E il sindacato? Proteste per il cattivo funzionamento degli ammortizzatori sociali? Nessuna. Quali le sue proposte, oltre ad una richiesta del blocco dei licenziamenti che non può durare all’infinito? In questo quadro, l’iniziativa del Ministro Orlando di voler subito incontrare i sindacati, addirittura prima ancora che le Camere dessero la fiducia al Governo, appare più come il patetico tentativo di piantare delle bandierine che come una seria manifestazione della volontà di risolvere i problemi del presente, avendo la capacità di guardare al futuro.

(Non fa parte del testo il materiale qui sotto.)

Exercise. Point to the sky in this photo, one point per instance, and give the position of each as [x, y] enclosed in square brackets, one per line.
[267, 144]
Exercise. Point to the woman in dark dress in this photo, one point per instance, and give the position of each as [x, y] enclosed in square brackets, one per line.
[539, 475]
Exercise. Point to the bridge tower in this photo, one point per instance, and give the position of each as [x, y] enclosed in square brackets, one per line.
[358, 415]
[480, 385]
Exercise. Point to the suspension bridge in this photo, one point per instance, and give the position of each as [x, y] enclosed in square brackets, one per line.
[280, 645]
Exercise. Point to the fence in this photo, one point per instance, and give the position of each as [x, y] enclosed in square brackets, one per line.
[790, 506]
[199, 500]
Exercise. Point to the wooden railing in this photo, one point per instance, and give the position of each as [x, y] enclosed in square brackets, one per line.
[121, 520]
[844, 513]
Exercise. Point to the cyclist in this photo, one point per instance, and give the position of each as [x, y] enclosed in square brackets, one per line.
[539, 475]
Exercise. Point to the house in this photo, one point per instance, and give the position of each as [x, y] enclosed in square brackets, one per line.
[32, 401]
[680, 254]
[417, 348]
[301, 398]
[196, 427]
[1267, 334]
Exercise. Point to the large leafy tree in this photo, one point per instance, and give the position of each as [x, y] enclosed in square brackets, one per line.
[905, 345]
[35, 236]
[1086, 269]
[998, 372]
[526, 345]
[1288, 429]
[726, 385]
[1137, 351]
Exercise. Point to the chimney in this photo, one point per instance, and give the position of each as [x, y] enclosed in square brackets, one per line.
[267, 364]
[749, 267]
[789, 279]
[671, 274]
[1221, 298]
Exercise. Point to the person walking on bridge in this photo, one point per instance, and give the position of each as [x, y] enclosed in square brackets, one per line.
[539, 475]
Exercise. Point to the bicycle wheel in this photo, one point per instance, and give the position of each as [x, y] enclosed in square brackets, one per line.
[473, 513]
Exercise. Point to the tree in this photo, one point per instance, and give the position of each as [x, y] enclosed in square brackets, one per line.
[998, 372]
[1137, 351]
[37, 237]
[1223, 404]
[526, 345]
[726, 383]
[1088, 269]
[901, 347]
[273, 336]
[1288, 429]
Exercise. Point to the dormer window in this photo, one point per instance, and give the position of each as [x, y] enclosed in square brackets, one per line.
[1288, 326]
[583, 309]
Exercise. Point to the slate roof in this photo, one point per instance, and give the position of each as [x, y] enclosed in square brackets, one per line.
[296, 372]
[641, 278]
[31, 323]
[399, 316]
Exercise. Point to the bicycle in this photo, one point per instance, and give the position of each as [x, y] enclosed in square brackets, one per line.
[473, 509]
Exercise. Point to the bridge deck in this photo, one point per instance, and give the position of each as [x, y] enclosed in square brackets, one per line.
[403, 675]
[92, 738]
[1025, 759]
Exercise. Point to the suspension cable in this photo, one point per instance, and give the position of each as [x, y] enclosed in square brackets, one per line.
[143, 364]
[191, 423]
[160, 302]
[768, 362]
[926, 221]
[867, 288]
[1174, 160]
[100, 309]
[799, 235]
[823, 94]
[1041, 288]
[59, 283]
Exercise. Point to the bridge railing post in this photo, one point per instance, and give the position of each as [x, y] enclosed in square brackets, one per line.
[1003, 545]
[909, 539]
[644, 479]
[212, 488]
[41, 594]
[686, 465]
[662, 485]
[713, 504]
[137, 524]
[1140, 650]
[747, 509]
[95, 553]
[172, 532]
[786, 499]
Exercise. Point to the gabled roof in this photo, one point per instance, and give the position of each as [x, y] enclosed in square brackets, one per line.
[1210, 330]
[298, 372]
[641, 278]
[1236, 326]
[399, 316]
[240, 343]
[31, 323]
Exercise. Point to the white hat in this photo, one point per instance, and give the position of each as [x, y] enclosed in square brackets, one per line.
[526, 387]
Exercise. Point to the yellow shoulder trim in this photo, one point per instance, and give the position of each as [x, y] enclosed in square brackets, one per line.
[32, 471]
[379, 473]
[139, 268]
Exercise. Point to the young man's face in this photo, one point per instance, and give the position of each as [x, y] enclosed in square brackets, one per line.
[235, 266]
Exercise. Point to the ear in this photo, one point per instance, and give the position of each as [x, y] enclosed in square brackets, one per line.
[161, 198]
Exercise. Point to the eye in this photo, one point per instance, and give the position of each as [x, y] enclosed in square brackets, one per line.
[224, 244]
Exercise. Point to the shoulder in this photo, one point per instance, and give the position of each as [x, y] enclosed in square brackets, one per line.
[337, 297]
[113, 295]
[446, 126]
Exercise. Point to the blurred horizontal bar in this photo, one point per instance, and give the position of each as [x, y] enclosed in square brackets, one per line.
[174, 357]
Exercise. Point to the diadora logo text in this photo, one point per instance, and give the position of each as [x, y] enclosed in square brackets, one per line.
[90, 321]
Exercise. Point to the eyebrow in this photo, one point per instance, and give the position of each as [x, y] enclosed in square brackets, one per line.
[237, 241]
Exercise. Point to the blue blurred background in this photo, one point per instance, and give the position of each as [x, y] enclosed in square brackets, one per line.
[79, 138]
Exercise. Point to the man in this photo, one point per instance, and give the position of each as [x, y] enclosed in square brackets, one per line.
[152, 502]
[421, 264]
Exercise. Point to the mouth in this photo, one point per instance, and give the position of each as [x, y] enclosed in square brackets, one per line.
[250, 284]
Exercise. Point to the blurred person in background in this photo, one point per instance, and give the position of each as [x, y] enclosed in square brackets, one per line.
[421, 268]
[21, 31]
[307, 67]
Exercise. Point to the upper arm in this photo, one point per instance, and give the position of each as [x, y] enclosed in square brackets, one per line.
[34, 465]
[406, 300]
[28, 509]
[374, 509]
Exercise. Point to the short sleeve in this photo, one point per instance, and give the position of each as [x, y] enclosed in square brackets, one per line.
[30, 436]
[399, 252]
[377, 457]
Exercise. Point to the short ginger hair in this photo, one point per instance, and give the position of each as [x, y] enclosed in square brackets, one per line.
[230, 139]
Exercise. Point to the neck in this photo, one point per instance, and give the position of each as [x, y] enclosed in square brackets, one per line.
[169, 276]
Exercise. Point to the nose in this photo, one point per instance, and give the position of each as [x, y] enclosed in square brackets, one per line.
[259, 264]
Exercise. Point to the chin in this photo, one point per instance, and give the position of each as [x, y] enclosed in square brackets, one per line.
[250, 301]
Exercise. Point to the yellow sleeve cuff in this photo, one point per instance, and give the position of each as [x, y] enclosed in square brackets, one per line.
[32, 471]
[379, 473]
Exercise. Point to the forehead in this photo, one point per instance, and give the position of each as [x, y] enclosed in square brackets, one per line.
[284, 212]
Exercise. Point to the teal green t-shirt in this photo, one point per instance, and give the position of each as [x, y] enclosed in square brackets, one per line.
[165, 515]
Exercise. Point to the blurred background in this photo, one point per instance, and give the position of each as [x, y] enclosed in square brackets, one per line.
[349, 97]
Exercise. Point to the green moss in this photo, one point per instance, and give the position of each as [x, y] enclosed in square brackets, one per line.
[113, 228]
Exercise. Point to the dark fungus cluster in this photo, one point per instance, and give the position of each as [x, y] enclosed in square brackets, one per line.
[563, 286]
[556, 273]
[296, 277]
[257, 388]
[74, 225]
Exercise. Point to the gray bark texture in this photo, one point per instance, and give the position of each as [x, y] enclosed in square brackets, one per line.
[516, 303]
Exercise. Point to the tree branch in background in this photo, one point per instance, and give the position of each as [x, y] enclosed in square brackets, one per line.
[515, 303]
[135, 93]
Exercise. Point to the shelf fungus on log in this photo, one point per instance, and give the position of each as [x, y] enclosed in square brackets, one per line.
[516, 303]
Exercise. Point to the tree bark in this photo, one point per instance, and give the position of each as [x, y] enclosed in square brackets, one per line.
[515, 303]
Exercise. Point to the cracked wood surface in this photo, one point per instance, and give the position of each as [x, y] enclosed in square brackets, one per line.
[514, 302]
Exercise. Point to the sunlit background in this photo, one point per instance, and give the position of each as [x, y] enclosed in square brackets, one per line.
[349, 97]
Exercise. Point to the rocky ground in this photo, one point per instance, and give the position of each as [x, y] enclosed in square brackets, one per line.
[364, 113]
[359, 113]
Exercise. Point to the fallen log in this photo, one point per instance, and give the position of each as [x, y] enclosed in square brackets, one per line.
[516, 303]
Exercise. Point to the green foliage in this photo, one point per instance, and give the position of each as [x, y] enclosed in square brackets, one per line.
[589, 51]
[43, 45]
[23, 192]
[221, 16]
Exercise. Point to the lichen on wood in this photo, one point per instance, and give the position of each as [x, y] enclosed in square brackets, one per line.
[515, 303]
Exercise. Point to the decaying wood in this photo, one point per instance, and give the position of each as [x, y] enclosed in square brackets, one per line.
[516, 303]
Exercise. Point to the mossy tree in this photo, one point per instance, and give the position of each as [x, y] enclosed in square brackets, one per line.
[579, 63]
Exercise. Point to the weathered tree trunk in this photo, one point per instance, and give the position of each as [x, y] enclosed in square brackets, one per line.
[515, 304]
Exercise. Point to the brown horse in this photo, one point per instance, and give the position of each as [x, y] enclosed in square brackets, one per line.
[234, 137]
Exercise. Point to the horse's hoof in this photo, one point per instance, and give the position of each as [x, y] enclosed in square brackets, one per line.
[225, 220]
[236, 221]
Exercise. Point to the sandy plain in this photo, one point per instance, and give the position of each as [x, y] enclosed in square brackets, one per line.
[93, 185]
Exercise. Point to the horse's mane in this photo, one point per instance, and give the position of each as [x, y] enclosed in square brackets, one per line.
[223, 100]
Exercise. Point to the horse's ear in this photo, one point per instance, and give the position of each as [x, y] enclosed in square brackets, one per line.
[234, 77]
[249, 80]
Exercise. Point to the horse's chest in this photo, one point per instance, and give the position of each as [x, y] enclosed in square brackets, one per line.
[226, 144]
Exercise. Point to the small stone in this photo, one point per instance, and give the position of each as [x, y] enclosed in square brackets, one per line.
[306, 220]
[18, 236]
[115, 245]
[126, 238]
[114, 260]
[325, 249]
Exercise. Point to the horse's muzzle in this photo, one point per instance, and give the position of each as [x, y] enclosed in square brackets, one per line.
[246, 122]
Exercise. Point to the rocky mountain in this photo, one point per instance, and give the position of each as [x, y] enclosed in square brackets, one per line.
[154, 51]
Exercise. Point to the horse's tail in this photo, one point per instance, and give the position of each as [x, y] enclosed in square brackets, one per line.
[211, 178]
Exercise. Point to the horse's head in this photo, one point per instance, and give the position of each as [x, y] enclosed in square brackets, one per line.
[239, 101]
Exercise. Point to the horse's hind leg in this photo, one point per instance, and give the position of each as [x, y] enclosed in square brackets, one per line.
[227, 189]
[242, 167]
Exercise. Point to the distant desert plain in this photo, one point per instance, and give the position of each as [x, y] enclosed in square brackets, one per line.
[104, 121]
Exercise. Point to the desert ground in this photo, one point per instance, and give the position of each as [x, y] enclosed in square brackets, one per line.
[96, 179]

In questo momento il lavoro è in una condizione di fragilità, ed avrebbe bisogno di una rappresentanza forte e capace di interpretare il nuovo che si è ormai radicato stabilmente nella società. Spesso, oggi, è proprio il lavoro estraneo al mondo sindacale, e cioè quello fuori dalle fabbriche e fuori dalle amministrazioni pubbliche, in una condizione di maggiore debolezza. Si deve aggiungere che le nuove tecnologie, consentendo il lavoro a distanza con orari più elastici, hanno reso meno netta la distinzione tra lavoro dipendente e lavoro autonomo. Quest’ultimo, per di più, è spesso divenuto sinonimo di precariato. È di fronte a questa realtà complessiva che il sindacato deve ridefinire il proprio ruolo ed i propri obiettivi. Se non ci riesce, restando ancorato agli schemi del Novecento, è destinato ad una definitiva marginalizzazione. Ed il mondo del lavoro è destinato a restare senza presidi.